The albums that this line-up is featured on are Black Sabbath, Paranoid, Master of Reality, Vol. 4, Sabbath Bloody Sabbath, Sabotage, Technical Ecstasy, and Never Say Die!.

- Ozzy Osbourne – vocals, harmonica (Disc One track 2)
- Tony Iommi – guitars, piano, synthesizer
- Geezer Butler – bass
- Bill Ward – drums
- Rodger Bain – producer (Black Sabbath, Paranoid, and Master of Reality)
- Black Sabbath – producer (Vol. 4, Sabbath Bloody Sabbath, Sabotage, Technical Ecstasy, Never Say Die!)
- Patrick Meehan – co-producer (Vol. 4)
- Mike Butcher – co-producer (Sabotage, Technical Ecstasy, Never Say Die!)

1980 Disc Two track 14

The album that this line-up is featured on is Heaven and Hell.
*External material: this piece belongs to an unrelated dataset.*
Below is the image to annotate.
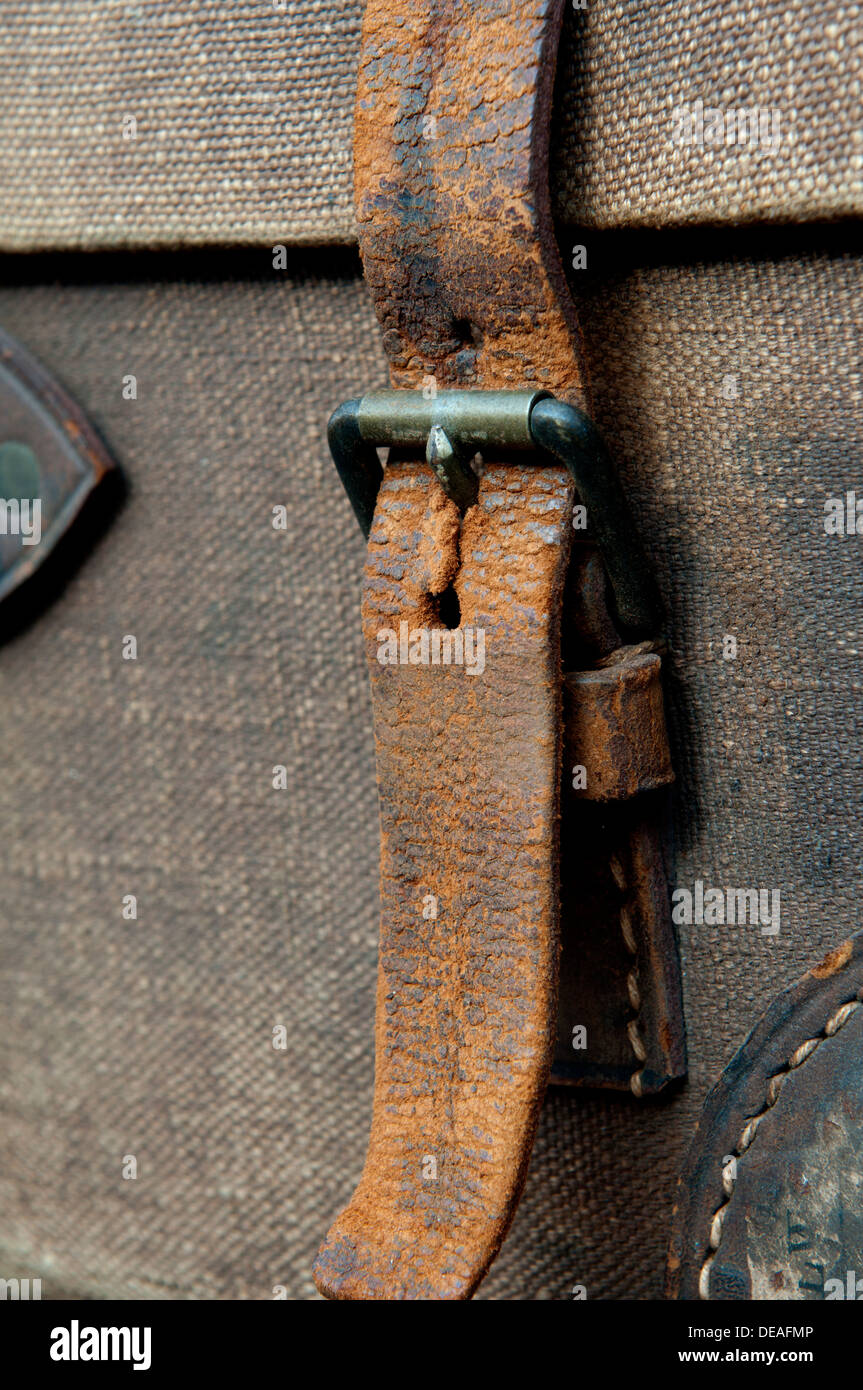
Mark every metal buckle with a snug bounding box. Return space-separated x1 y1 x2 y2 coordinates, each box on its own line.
327 391 663 637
- Ronnie James Dio – vocals
- Tony Iommi – guitars
- Geezer Butler – bass
- Bill Ward – drums
- Martin Birch – producer

1981–1982 Disc Two track 15

The album that this line-up is featured on is Mob Rules.

- Ronnie James Dio – vocals
- Tony Iommi – guitars
- Geezer Butler – bass
- Vinny Appice – drums
- Martin Birch – producer

1983–1984 Disc Two track 16

The album that this line-up is featured on is Born Again.

- Ian Gillan – vocals
- Tony Iommi – guitars
- Geezer Butler – bass
- Bill Ward – drums
- Black Sabbath – producer
- Robin Black – co-producer

== Charts ==

| Chart (2000–2002) | Peak position |
|---|---|
| Australian Albums (ARIA) | 41 |
| Danish Albums (Hitlisten) | 25 |
| European Albums Chart | 78 |
| Finnish Albums (Suomen virallinen lista) | 13 |
| New Zealand Albums (RMNZ) | 38 |
| Norwegian Albums (VG-lista) | 6 |
| Scottish Albums (Official Charts) | 28 |
| Swedish Albums (Sverigetopplistan) | 12 |
| UK Albums (Official Charts) | 24 |
| UK Independent Albums (Official Charts) | 6 |
| UK Rock & Metal Albums (Official Charts) | 2 |

==Certifications==

| Region | Certification | Certified units/sales |
| Australia (ARIA) | Platinum | 70,000^{^} |
| United Kingdom (BPI) | Gold | 100,000^{^} |
^{^} Shipments figures based on certification alone.